The 150-pound female black bear walked straight into a trap. It wasn’t the first time she’s been caught.
“The last bear we caught in Glenbrook was her, last year,” said Carl Lackey, wildlife biologist and game warden with the Nevada Division of Wildlife.
The bear was wearing a tracking collar, identifying her as part of the Bear Tracking Research Project through the University of Nevada, Reno.
Frank Moffett, a longtime Glenbrook resident contacted Lackey on Tuesday, after seeing two bears on his property within two days.
“It was only out of concern that I called because there are a lot of elderly people and children in this area,” Moffett said. “I called and they brought the trap out because bears are starting to make regular appearances out here.”
Moffett said he put barbecued chicken, marshmallows and apples in the trap to lure in one of the nightly intruders.
“There was a big one out here two nights ago,” Moffett said on Wednesday. “I live right next to the Glenbrook Creek and they hang out down there. The thing I’m most fearful of is I have two young boys. I’ve seen a lot of bears out here and we caught this one last night. She just climbed right up into the trailer.”

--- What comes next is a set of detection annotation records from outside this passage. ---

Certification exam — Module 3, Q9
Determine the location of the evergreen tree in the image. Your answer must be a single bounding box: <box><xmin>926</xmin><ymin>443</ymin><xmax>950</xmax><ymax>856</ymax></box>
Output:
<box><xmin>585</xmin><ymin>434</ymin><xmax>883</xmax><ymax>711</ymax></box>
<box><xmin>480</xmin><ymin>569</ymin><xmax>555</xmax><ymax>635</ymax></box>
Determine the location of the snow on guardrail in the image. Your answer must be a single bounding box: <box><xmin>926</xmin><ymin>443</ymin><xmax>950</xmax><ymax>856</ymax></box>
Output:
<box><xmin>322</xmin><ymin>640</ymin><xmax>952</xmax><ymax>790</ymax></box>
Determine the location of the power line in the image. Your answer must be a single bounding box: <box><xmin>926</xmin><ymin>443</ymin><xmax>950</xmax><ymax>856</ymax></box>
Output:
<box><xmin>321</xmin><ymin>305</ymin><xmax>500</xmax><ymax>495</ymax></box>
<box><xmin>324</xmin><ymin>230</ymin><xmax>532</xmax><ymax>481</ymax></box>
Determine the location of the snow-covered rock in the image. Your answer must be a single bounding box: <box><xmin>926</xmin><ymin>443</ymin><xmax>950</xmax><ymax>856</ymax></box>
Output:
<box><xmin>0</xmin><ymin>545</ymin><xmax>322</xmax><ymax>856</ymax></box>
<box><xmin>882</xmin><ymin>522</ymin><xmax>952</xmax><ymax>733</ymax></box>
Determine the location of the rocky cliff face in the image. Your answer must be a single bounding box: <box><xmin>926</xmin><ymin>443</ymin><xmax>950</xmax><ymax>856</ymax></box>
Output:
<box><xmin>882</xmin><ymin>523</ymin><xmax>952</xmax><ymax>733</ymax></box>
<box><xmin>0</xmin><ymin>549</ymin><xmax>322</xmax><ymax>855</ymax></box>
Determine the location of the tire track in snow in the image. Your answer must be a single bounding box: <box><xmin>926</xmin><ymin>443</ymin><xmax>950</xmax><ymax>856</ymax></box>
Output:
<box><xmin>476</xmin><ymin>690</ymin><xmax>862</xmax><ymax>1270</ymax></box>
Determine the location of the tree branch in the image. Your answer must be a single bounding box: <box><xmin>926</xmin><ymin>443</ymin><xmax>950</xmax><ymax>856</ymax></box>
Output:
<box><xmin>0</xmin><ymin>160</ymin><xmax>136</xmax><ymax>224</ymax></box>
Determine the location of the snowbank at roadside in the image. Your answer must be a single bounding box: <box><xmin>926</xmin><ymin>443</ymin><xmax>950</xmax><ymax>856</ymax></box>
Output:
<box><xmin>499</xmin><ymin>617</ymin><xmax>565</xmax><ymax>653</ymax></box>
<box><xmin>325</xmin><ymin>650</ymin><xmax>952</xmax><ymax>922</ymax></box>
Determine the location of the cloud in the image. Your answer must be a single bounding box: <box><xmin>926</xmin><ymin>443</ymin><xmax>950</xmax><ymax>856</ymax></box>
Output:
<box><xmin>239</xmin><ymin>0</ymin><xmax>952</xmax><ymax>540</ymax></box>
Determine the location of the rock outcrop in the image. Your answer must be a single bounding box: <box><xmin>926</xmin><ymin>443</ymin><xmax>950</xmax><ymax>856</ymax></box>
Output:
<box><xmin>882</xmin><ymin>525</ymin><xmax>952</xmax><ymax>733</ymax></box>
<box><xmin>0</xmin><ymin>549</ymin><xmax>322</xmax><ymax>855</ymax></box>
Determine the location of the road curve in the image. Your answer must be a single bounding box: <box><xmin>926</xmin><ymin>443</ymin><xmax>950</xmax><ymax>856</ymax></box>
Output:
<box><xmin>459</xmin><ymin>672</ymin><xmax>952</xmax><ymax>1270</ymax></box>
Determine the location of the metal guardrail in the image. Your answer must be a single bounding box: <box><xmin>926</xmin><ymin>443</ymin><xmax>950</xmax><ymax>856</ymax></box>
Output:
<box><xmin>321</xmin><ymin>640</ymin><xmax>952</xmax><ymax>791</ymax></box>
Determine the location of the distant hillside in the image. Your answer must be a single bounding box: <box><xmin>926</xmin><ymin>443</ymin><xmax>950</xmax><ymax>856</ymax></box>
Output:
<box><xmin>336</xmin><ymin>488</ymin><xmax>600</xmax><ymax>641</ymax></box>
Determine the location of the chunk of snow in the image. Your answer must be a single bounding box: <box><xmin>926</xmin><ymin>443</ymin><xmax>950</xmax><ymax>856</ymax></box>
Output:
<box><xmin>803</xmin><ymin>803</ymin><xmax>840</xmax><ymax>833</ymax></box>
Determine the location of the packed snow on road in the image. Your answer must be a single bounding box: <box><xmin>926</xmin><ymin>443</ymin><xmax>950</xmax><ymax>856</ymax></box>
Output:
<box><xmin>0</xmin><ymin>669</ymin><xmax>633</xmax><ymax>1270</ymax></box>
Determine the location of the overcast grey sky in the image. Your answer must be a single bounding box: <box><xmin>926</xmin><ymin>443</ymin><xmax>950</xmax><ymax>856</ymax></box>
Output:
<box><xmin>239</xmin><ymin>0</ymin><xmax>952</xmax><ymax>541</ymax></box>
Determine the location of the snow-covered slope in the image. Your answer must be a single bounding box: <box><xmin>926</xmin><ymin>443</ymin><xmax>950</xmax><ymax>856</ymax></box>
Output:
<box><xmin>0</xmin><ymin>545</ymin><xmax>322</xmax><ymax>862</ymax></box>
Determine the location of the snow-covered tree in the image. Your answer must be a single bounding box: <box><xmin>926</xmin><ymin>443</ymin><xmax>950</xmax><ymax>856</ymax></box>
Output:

Lackey, Chris and Shaunda Vasey, also with the Nevada Division of Wildlife, and Jon Beckman, a UNR medical student doing a study on bears, arrived at Moffett’s residence around noon on Wednesday. After identifying the bear, Vasey shot her with a tranquilizer dart. Once asleep, she was pulled out of the trap, weighed and measured, then replaced in the trap trailer for the night.
“We give them a full night to recover from the drugs before we release them within their original habitat,” Lackey said. “We don’t relocate them. I’ll monitor this one tonight and then tomorrow morning we’ll take her up within her same home range.”
Before she’s set free, the bear will undergo some human aversion therapy, known as the “spank and release” treatment.
“We shoot them with rubber slugs and pepper spray,” Lackey said. “Bears become very human conditioned and that’s what we’re trying to change. When it gets to the point where they start breaking into homes, then you’ve got a dead bear, because we can’t be having that.
“We don’t want to kill them. Bears are supposed to be here. Bear encounters are going to be common when you live in bear country. Bear and human conflicts is what we’re trying to avoid.”
The Glenbrook bear is one of nine or 10 collared bears in the Tahoe Basin.
“The purpose of tracking is mainly to learn where these nuisance bears are going,” Lackey said.